Later, during the epoch of recombination, however, the universe had expanded and cooled enough to allow electrons to bond with protons and create the first atoms of hydrogen, the lightest and simplest element in the cosmos. This disappearance of free electrons meant photons were suddenly free to travel, and as a result, the "dark age" of the universe ended. The cosmos suddenly became transparent to light. This "first light" can seen today in the form of a cosmic fossil that uniformly fills the universe called the "cosmic microwave background" or "CMB."

Because electrons and protons have equal but opposite electric charges, these first atoms were electrically neutral, but they would soon undergo yet another transformation.

After 400 million years, the first stars and galaxies formed — then, during the era of reionization, neutral hydrogen, the predominant element in the universe, was transformed into charged particles. These particles are called ions. Ionization is caused by electrons absorbing photons and increasing their energy, breaking free from atoms. Until now, scientists weren't sure where this ionizing radiation came from.

Suspects for the radiation source behind reionization had included supermassive black holes feeding on gas from accretion disks surrounding them — causing these regions to eject high-energy radiation — large galaxies with masses in excess of 1 billion suns, and smaller galaxies with masses less than this.

"We've been debating this issue for decades, actually, whether it's massive black holes or massive galaxies. There are even exotic explanations, like dark matter annihilation that creates ionizing radiation," Atek said, "One of the best candidates was galaxies, and now we've shown that the contribution of small galaxies is huge.
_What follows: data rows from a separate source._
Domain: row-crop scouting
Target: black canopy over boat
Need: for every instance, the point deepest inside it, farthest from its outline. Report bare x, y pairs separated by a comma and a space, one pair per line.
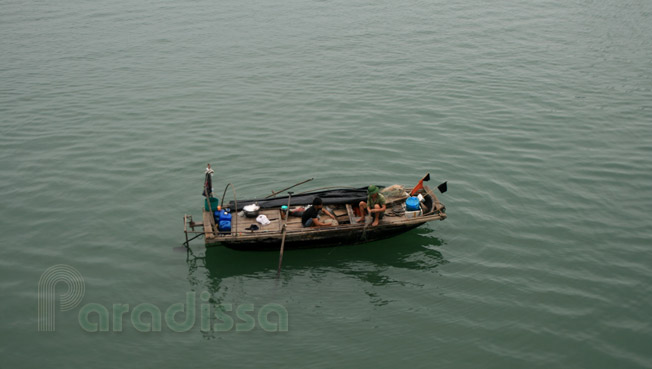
247, 234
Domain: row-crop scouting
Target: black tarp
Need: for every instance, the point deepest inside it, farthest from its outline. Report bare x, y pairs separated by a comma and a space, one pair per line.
330, 197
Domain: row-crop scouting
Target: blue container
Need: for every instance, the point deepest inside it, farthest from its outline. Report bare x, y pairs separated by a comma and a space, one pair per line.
412, 204
214, 203
224, 215
224, 226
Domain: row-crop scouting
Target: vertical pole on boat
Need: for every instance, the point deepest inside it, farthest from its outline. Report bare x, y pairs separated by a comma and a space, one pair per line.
280, 257
185, 229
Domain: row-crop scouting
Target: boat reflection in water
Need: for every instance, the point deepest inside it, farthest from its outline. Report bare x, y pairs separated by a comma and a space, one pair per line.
366, 275
416, 250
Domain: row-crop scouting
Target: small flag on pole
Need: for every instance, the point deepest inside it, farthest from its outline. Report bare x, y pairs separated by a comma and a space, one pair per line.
443, 187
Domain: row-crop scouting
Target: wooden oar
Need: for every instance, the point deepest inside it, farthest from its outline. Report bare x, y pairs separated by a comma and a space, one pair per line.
280, 257
285, 189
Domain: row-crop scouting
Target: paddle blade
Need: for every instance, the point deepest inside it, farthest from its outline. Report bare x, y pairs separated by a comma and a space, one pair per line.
443, 187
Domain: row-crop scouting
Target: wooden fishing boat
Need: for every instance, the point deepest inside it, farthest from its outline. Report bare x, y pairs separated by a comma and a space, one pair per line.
288, 230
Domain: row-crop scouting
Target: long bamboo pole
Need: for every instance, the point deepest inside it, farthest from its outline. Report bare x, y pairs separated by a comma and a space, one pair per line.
280, 257
285, 189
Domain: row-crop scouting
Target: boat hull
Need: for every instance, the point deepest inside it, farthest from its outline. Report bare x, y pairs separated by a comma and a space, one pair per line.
338, 237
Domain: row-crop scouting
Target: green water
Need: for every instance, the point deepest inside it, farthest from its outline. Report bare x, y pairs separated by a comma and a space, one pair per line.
538, 113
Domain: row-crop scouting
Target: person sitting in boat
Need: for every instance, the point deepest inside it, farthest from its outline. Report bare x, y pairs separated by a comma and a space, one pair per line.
310, 217
375, 205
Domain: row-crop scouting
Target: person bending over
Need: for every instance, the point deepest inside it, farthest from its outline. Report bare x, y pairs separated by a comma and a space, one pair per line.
375, 206
310, 217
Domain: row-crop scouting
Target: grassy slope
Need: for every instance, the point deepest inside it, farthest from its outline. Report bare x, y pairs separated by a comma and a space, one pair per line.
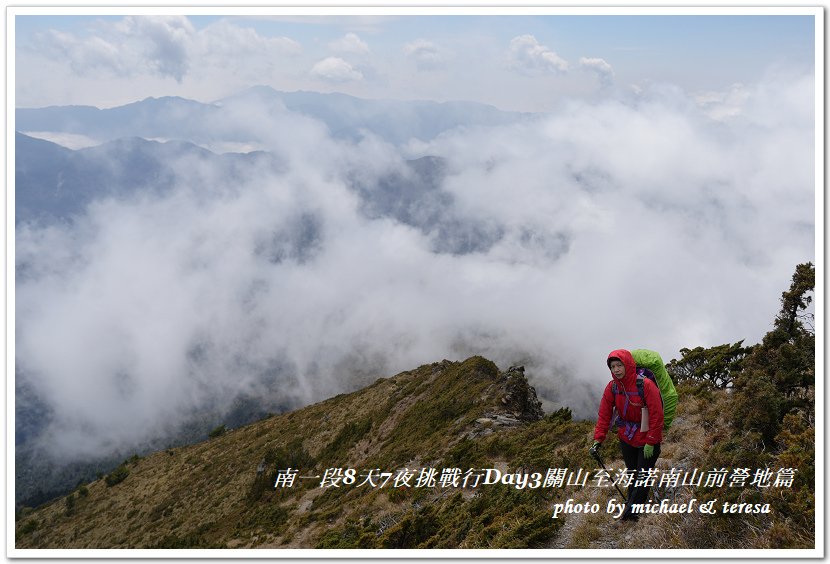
439, 415
210, 494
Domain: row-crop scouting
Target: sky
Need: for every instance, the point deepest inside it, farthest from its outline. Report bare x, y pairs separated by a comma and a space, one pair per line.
660, 198
515, 62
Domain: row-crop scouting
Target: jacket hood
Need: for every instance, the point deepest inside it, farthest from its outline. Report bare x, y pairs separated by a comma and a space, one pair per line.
628, 361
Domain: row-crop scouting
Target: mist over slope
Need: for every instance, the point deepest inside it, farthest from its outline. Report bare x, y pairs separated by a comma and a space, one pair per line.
188, 280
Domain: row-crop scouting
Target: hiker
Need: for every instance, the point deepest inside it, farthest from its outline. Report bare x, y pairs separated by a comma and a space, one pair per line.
640, 437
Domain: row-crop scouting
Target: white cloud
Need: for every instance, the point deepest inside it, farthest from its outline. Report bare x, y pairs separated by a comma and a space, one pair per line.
426, 54
599, 67
528, 56
335, 69
167, 47
350, 43
633, 223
"We didn't think small galaxies would be so efficient at producing ionizing radiation. It's four times higher than what we expected, even for normal-sized galaxies."

Identifying smaller dwarf galaxies as main sources of this ionizing radiation was a challenge for a long time, because of how faint they are.
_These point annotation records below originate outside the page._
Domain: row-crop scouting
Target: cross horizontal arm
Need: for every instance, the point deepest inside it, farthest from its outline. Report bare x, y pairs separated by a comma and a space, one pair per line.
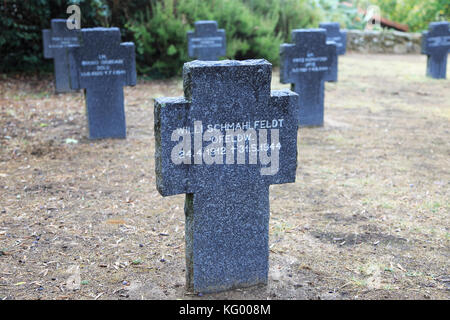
130, 62
74, 63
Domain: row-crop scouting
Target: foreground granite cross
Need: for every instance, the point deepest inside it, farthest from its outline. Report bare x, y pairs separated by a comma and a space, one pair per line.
206, 43
56, 42
340, 39
228, 107
305, 65
436, 45
102, 66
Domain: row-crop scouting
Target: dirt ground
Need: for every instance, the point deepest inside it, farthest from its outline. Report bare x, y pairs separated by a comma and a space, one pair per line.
368, 217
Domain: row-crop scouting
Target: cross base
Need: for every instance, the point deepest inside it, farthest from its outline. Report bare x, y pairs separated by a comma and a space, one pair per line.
227, 238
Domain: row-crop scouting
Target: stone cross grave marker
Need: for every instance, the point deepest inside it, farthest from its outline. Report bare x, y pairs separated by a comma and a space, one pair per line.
102, 65
305, 65
223, 144
56, 42
436, 45
334, 34
207, 43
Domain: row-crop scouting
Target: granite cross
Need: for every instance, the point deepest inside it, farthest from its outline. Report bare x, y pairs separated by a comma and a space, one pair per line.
102, 66
206, 43
227, 105
305, 65
56, 42
340, 39
436, 45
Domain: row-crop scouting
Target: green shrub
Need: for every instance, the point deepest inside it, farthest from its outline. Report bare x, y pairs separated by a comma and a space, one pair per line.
254, 28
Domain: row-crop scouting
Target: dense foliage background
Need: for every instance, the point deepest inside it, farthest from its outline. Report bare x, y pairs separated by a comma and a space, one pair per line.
254, 28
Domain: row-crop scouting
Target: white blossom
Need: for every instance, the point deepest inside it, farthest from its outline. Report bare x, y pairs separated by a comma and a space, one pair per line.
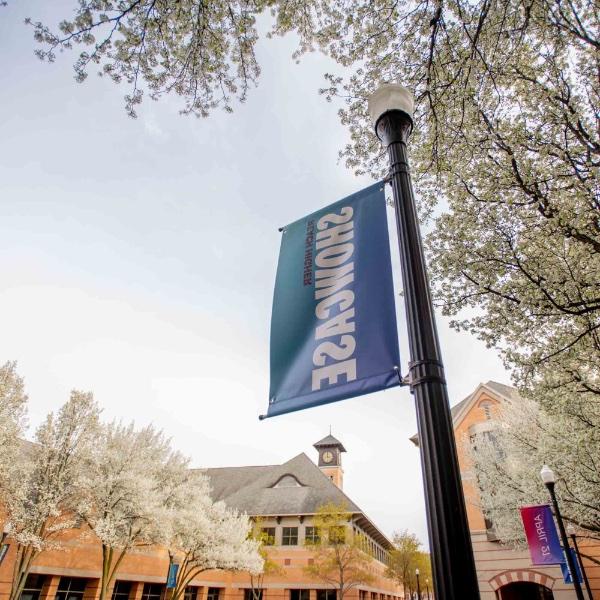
507, 463
206, 535
48, 479
13, 405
"It was hard to get this kind of information and these observations, but the JWST has spectroscopic capabilities in the infrared. In fact, one of the reasons we built the JWST is to understand what happened during the epoch of reionization," Arek said.

Even with the impressive infrared observing power of the JWST, spotting these dwarf galaxies wouldn't have been possible without the help of Albert Einstein — more specifically, without the help of his 1915 theory of general relativity, and an effect on light it predicts.
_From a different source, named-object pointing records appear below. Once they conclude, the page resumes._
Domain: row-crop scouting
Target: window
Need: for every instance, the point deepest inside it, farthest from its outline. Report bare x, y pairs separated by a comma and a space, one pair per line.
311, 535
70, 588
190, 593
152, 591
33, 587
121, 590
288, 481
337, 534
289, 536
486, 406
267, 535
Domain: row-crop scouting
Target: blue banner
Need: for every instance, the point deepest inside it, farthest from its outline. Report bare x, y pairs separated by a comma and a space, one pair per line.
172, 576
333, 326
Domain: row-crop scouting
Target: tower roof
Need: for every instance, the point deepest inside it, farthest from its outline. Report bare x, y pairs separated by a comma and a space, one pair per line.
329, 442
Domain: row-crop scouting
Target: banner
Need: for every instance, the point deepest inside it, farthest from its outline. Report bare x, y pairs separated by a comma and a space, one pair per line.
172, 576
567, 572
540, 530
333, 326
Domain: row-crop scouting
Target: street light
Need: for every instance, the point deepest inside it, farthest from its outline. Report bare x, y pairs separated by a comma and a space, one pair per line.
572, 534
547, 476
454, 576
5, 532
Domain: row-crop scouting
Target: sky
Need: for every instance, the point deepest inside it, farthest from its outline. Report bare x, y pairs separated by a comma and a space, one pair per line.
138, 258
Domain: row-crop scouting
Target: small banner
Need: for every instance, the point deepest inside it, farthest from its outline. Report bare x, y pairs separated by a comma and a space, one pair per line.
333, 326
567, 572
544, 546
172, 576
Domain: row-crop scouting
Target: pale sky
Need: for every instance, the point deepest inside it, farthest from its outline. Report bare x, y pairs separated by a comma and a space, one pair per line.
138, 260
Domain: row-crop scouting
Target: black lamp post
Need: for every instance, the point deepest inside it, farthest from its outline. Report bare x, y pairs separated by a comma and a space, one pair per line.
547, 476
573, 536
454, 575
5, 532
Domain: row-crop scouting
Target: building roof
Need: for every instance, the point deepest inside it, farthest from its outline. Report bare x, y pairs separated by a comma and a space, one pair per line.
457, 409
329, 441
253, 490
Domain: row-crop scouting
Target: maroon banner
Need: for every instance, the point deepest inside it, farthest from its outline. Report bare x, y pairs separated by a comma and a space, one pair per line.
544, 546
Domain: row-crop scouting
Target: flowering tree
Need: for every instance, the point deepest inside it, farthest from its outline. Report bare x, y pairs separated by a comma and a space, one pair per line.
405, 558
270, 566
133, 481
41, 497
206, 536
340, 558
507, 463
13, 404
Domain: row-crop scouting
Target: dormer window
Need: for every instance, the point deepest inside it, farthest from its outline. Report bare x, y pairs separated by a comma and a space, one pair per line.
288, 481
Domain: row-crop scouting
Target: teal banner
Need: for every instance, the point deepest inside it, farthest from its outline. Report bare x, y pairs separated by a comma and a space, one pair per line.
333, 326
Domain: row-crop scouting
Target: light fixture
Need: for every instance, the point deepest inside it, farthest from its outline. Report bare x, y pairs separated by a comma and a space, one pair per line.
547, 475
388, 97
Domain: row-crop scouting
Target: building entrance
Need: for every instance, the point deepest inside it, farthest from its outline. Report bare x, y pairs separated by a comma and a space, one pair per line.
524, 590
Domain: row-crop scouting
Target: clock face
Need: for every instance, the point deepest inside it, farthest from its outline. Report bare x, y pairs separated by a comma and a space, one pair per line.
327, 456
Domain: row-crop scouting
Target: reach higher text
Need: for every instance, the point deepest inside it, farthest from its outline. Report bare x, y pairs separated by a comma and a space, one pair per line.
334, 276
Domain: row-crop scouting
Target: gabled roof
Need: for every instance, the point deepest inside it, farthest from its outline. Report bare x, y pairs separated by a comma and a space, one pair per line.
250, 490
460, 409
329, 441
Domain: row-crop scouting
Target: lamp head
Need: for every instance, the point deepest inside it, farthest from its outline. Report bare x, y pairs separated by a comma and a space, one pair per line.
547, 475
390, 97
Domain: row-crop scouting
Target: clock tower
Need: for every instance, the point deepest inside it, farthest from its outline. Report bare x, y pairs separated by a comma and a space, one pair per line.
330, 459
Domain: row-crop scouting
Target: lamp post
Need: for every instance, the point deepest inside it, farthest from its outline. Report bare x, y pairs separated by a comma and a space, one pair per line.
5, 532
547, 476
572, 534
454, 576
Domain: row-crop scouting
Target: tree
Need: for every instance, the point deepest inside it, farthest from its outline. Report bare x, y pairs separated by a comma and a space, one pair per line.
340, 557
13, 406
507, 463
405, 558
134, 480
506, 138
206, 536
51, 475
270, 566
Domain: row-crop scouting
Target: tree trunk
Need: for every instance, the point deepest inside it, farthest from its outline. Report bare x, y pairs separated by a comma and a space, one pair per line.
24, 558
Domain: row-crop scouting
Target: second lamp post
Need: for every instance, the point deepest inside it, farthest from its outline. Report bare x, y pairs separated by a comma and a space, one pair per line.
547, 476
A helping hand from Albert Einstein

General relativity suggests all objects of mass warp the very fabric of space and time, which are, in truth, united as a single entity called "spacetime." Our perception of gravity, the theory says, arises as a result of that curvature. The greater the mass of an object, the more "extreme" the curvature of spacetime is. Thus, the stronger its gravitational effects are.

Not only does this curvature tell planets how to move in orbits around stars and, in turn, tell those stellar bodies how to orbit the supermassive black holes at the centers of their home galaxies, but it also changes paths of light coming from the stars.

Light from a background source can take different paths around a foreground object as it travels toward Earth, and the closer that path is to an object of great mass, the more it gets "bent." Thus, light from the same object can arrive to Earth at different times as a result of the foreground, or "lensing," object.

This lensing can shift the location of the background object in the sky, or it can cause the background object to appear in multiple places in the same image of the sky. Other times, light from the background object is amplified, and thus that object is magnified in the sky.

This effect is known as "gravitational lensing," and the JWST has been using it to great effect to observe ancient galaxies near the dawn of time, which it would otherwise have had no chance of seeing.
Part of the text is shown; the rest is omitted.